You can get the code via:
git clone https://github.com/jimgoo/caffe-oxford102
To download the Oxford 102 dataset, prepare Caffe image files, and download pre-trained model weights for AlexNet and VGG_S, run
This will give you some pretty flower pictures:
The categories are split into training, testing, and validation sets. It seems odd that there are more testing images than training images. We’ll first train on the provided train set and test on the test set nonetheless.

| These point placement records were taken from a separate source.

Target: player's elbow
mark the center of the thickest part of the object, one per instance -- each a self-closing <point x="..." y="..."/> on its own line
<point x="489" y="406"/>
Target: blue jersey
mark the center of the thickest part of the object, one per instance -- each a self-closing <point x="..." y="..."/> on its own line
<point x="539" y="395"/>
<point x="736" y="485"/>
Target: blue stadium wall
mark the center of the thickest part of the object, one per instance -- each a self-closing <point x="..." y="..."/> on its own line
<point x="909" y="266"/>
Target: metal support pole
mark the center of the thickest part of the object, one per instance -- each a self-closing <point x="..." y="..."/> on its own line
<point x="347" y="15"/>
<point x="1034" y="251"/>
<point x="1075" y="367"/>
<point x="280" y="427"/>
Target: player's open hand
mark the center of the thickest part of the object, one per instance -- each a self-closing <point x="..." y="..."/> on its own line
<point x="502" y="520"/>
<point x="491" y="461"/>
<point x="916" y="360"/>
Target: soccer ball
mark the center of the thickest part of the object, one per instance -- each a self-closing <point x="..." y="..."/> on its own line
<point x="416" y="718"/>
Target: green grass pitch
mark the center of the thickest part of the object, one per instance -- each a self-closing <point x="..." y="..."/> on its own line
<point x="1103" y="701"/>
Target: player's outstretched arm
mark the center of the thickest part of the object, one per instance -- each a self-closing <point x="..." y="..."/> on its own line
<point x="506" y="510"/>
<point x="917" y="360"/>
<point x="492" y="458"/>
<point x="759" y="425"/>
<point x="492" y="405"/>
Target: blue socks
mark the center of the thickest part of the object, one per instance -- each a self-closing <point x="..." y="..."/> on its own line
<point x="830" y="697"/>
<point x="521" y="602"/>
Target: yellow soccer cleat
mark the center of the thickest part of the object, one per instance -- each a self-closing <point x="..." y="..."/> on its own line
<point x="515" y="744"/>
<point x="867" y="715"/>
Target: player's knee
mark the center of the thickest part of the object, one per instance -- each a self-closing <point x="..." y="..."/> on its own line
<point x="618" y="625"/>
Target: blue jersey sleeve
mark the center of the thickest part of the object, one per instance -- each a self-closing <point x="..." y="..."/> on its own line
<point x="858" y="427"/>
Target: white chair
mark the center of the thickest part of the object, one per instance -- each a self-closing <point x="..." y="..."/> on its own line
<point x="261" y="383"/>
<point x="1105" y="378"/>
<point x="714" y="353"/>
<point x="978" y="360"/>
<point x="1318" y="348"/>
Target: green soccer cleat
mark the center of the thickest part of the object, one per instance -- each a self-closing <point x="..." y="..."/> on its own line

This model is a slightly modified version of the ILSVR 2012 winning AlexNet. The number of outputs in the inner product layer has been set to 102 to reflect the number of flower categories. Hyperparameter choices in
AlexNet/solver.prototxt reflect those in Fine-tuning CaffeNet for Style Recognition on “Flickr Style” Data. The global learning rate is reduced while the learning rate for the final fully connected layer is increased relative to the other layers.
Once you’ve run the
bootstrap.py script, you can begin training from this directory with:
cd AlexNet $CAFFE_HOME/build/tools/caffe train -solver solver.prototxt -weights pretrained-weights.caffemodel -gpu 0
After 14,000 iterations, the test accuracy is 80%:
I0918 00:02:19.772845 67440 solver.cpp:266] Iteration 14000, Testing net (#0) I0918 00:02:45.828433 67440 solver.cpp:315] Test net output #0: accuracy = 0.8 I0918 00:02:45.978008 67440 solver.cpp:189] Iteration 14000, loss = 0.000117275
cd $CAFFE_HOME ./scripts/download_model_from_gist.sh 0179e52305ca768a601f <dirname>
This is another popular CNN from the University of Oxford Visual Geometry Group (VGG). On ILSVRC 2012, it has a top-5 error rate of 13.1% compared to 15.3% for AlexNet.
Getting the prototxt file setup for training took a little more work because only the
deploy.prototxt file was provided. I added the same learning rate multipliers for each layer as the AlexNet one and the same weight initialization schemes, although the latter was redundant when starting with pre-trained weights. The same random cropping and mirroring are also used.
cd VGG_S $CAFFE_HOME/build/tools/caffe train -solver solver.prototxt -weights pretrained-weights.caffemodel -gpu 1
After 14,000 iterations, this model does a little better with test accuracy of 82%:
I0918 03:49:00.571482 68176 solver.cpp:266] Iteration 14000, Testing net (#0) I0918 03:49:59.285096 68176 solver.cpp:315] Test net output #0: accuracy = 0.824516 I0918 03:49:59.753748 68176 solver.cpp:189] Iteration 14000, loss = 0.000275362
AlexNet uses a crop size of 227 x 227, while VGG_S uses 224 x 224, so it’s not an exact comparison. Accuracy on the test set evolves as follows:
I did the above training at the same time on two GPUs and monitored GPU usage as in my last post with Keras. AlexNet was on GPU 1 and VGG was on GPU 2. Notice how the GPU utilization is always peaked out, excluding dips during test time:
I’ve yet to get my Python implementations of these models to be as efficient.
Caffe on AWS
Installing Caffe and the latest CuDNN libraries is no trivial matter. Luckily there is an Amazon EC2 instance ready to go with Caffe, CUDA 7, and cuDNN (ami-763a311e). It’ll work with with g2.2xlarge (1 x K520) and g2.8xlarge (4 x K520) GPU instances. In this case,
CAFFE_HOME = /home/ubuntu/caffe.
The class labels for each species were deduced by Github user m-co and can be found in the file
class-labels.py. They are in order from class 1 to class 102 as used in the mat files.
These were run using the mean image for ILSVRC 2012 instead of the mean for the actual Oxford dataset. This was more out of laziness that anything else.